MY GRANDMOTHER

雷の音が嫌いでは無い。

物凄いドシャ降りの中でも

どんなに「けたたましい音」でも聞いていたい

と、思う時がある。

好きなのだと思う。あの音が。実は。

先日、近所のラーメン屋さんで生ビールを飲みながら

「少年とアフリカ 音楽と物語、いのちと暴力をめぐる対話」(01・文芸春秋社)

という坂本龍一氏と天童荒太氏の対談の形式の本を読んでいた。

調度、坂本龍一氏が「大脱走(63)」を観てからのエピソードのくだりの所で

僕は思わず、吹き出してしまい「まずいっ」と、思って回りを伺った。

お店のオヤジさんが何となく「?」みたいな顔をしてはいたがカウンターの

お客さんから元気よく「餃子」と調度、注文されてさして気にはしなかった様だ。

「夕方からにわか雨と供に雷が鳴るでしょう」という予報通りに

何時の間にか雨音が大きくなり遠くの雷の音が小さく聞こえて来ていた。

その日は、お家には僕とおばあちゃんの二人きりだった。

4歳の頃の事で日曜日だった。

どうしてその休みの日にお家に父と母と兄が居なかったのか?は

忘れている。

お昼近くになっておばあちゃんが

「あらっ、パンがなかったわね」とつぶやいた。

サラダとかチーズとかハムとかは冷蔵庫に母が用意してくれて

いたのだけれども「パン」が無かったのである。

「全く、あの嫁は・・・」みたいな事は一切口にせずに

「どうしようかね?」と僕に言った。

その当時の僕のお家の近くには小さな食料品店があった。

歩いても5分もかからなかった。

現在はコンビニに代わっているだろう。

僕は「買って来るよ」と言った。

おばあちゃんは「そうする?」と言って

窓の外に目をやった。

灰色の雲の表情で雷の音も小さく聞こえていた。

「でも、雨が降りそうよ」とひとり言の様に言った。

「大丈夫だよ」と僕が言っておばあちゃんから

100円玉をふたつ貰ってポケットには入れずに

手に握り締めながら玄関を飛び出した。

雨がぽつぽつと落ちて来ていた。

雷の音もお家の中で聞いていた時より

大きな感じがした。

2秒ほどで「大丈夫」なんて言わなきゃ

良かったと思った。

当然ながら自然と足が速く動いていて駆け足になっていた。

無事に「食パン」を購入して帰って来てランチタイムとなった。

帰ってくる途中で一回大きな音がして空を睨みつけたが

そんな事はパンにチーズとハムとレタスを重ねてマヨネーズ

を塗って「がぶっ」とやればすぐに忘れられる。

夕飯が始まりそうなタイミングの中、

おばあちゃんが父、母、兄を相手に

「この子は今日、雷と雨の中

わざわざ食パンを買いに行ってくれた。

とても偉かった。

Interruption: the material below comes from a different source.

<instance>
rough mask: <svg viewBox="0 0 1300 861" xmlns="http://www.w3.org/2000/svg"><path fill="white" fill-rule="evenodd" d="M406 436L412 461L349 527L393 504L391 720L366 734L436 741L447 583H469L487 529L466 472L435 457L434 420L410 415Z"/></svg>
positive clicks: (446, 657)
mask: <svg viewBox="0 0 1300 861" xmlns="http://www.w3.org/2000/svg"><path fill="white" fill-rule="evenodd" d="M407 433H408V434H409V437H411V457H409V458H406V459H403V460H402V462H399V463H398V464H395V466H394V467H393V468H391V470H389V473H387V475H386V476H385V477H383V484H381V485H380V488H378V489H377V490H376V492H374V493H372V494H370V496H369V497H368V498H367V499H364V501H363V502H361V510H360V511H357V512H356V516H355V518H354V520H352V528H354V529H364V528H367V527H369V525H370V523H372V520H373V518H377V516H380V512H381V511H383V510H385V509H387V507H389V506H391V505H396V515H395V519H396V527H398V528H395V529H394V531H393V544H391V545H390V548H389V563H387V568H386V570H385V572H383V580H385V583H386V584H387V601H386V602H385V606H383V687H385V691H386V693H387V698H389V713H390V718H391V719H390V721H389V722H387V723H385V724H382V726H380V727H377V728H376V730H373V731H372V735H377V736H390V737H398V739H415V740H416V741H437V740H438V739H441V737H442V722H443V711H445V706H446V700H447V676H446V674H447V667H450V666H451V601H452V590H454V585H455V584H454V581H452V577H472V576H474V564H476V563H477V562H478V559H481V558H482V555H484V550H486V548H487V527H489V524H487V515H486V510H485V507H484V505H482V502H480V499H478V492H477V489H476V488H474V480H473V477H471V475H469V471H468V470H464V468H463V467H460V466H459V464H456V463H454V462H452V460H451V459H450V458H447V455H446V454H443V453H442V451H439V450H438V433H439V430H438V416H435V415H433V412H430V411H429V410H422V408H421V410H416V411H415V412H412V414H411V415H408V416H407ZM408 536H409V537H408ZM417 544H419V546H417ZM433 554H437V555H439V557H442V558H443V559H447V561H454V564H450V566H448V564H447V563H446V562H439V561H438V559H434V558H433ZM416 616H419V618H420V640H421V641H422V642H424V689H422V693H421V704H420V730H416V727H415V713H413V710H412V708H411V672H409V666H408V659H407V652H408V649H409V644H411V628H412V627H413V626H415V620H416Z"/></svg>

おばあちゃんは助かった」

みたいな事を大演説してくれた。

僕は少し恥ずかしかった様な気がする。

僕がおばあちゃんを「やってくれるな」と思ったのは

僕が体験した雨の勢いと雷の音を話しぶりからすると

3倍位に大きくしていた事である。

食パンを買ってお家に戻って玄関の扉を

開けた時、おばあちゃんが立って待っていてくれて

「にこっ」としてくれた。

この様な記憶は些とやそっとじゃ消えない。

消える訳が無いのである。

「雷の音」も忘れた頃にちゃんと鳴ってくれるのだ。